Quand la mer devient fontaine de jouvence (vidéo)

CaptureEt si le secret de l‘éternelle jeunesse se trouvait dans la mer ? La biodiversité marine est une source inépuisable de découvertes pour la médecine et la cosmétologie.

Au bord de la Méditerranée, des scientifiques espagnols comptent bien en profiter. Ils participent tout comme des chercheurs français entre autres, au projet européen Tascmar qui vise à développer des technologies innovantes pour la culture d’invertébrés marins et de leurs micro-organismes associés.

Ce jour-là, à Almuñecar en Espagne, la météo est idéale pour une sortie en mer et pour la mission que se sont donné des biologistes marins : une collecte d‘échantillons menée dans le cadre d’un projet de recherche européen baptisé Tascmar. Ils se concentrent sur la zone mésophotique (partie inférieure de la zone photique, c’est-à-dire la zone où pénètre la lumière) qui se situe à plus de trente mètres de profondeur et qui est encore méconnue.

Le potentiel anti-âge des biomolécules associées aux invertébrés

“Nous cherchons des invertébrés marins, nous explique Rafael Belda Poveda, technicien de recherche en biologie au sein de iMare Natural avant de préciser, alors que nous nous apprêtons à plonger : Nous sommes sur un élevage de moules et nous allons plonger pour prélever les espèces dont nous avons besoin. Les invertébrés, précise-t-il, présentent des biomolécules qui peuvent être utilisées dans les domaines de la cosmétique, la pharmacologie et la nutrition.”

Pour se défendre de prédateurs, les polypes, les éponges et d’autres invertébrés produisent des toxines. Des composés qui pour certains, pourraient être utilisés chez l’homme d’après ces scientifiques pour retarder les effets du vieillissement, éliminer des cellules cancéreuses ou guérir d’autres maladies.

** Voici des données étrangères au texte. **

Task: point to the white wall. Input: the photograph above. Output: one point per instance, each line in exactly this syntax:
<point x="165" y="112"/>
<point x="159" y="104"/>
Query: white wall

“On commence par prendre des échantillons d’invertébrés de petite taille qui font entre 50 et 100 grammes pour les emmener en laboratoire, indique Ana Esther Ortiz Maldonado, océanographe et chef de production à iMare Natural. Si cet invertébré produit des substances intéressantes, poursuit-elle, on pourra en faire la culture et le reproduire artificiellemen et de cette manière, on ne sera pas obligé de porter atteinte aux populations qui se trouvent dans la nature.”

13 partenaires dans 8 pays

Dans leurs installations dédiées, les chercheurs testent des techniques efficaces pour cultiver ces invertébrés en dehors du milieu marin qui soient aussi respectueuses de l’environnement. L’identification des espèces les plus prometteuses se fait en lien avec d’autres partenaires en Europe.

“Les échantillons collectés sont ensuite “envoyer dans de bonnes conditions en France où une autre phase du projet Tascmar est menée à bien, à savoir les tests d’extraction biochimique,” explique Ana Esther Ortiz Maldonado.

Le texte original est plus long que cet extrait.